According to a preferred embodiment, an existence probability of the at least one map element with a detection probability below a predetermined threshold is not updated.

According to a preferred embodiment, the map validation method comprises the following step. Verifying a validity of an existence probability.

To verify the validity of the map validation method itself, the stochastic assumptions used to compute the existence probabilities are checked in the context of an internal plausibility or validity check in the at least semi-autonomous robot. This validity check reports a statistically significant deviation of assumed parameters, e.g. spatial uncertainty, perturbation rate and detection probability in the RFS-based approach or hit and miss rates in the logit approach, from the online estimated parameters at a predefined significance level. In addition, error propagation from the map to the sensor space requires linearization of a potentially nonlinear function, which is also checked for strong nonlinearities in the relevant domain as a validity check.

The stochastic and algorithmic assumptions used to update the existence probabilities are verified online as an internal validity or consistency check.
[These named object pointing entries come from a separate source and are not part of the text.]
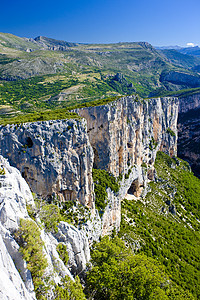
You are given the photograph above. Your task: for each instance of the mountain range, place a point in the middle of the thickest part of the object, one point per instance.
(95, 200)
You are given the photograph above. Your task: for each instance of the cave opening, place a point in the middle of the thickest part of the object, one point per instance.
(96, 158)
(29, 142)
(135, 188)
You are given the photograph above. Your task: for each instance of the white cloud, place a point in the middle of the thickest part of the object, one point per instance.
(191, 45)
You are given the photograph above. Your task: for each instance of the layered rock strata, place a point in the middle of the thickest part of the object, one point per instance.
(15, 279)
(189, 131)
(125, 136)
(55, 158)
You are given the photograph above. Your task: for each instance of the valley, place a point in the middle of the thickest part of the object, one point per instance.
(96, 201)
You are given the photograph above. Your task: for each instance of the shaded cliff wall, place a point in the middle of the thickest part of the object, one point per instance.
(126, 135)
(55, 158)
(129, 131)
(189, 131)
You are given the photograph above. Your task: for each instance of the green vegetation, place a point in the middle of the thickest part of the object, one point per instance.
(102, 181)
(118, 273)
(69, 290)
(2, 171)
(153, 144)
(164, 225)
(62, 251)
(171, 132)
(50, 216)
(31, 247)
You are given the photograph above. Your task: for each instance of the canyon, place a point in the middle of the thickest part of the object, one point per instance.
(55, 159)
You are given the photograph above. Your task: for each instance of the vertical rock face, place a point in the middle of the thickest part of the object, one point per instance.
(189, 131)
(55, 158)
(15, 279)
(14, 195)
(125, 136)
(128, 132)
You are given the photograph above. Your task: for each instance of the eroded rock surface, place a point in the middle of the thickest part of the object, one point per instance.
(15, 280)
(189, 131)
(55, 158)
(125, 136)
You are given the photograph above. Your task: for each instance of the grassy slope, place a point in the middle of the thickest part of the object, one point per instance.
(172, 239)
(139, 62)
Preferably, a measurement model of the environmental sensors is checked for consistency. Relevant parameters of the measurement model, e.g., spatial uncertainty of sensor measurements, sensor perturbation rate, and detection probabilities when using the RFS-based formulation, are estimated online. Subsequently, the validity check verifies that the assumptions made to calculate the existence probabilities in the first place are within a confidence interval of these online estimated parameters. For this purpose, statistical hypothesis tests are preferably performed. Preferably, the parameters are estimated online. However, they are not adjusted accordingly, again to avoid a self-fulfilling prophecy. Therefore, the estimated parameters are only checked against assumed parameters to detect a stochastic deviation between the two and to report to further modules that the plausibility check itself is no longer plausible. This is a form of self-assessment of the plausibility check itself.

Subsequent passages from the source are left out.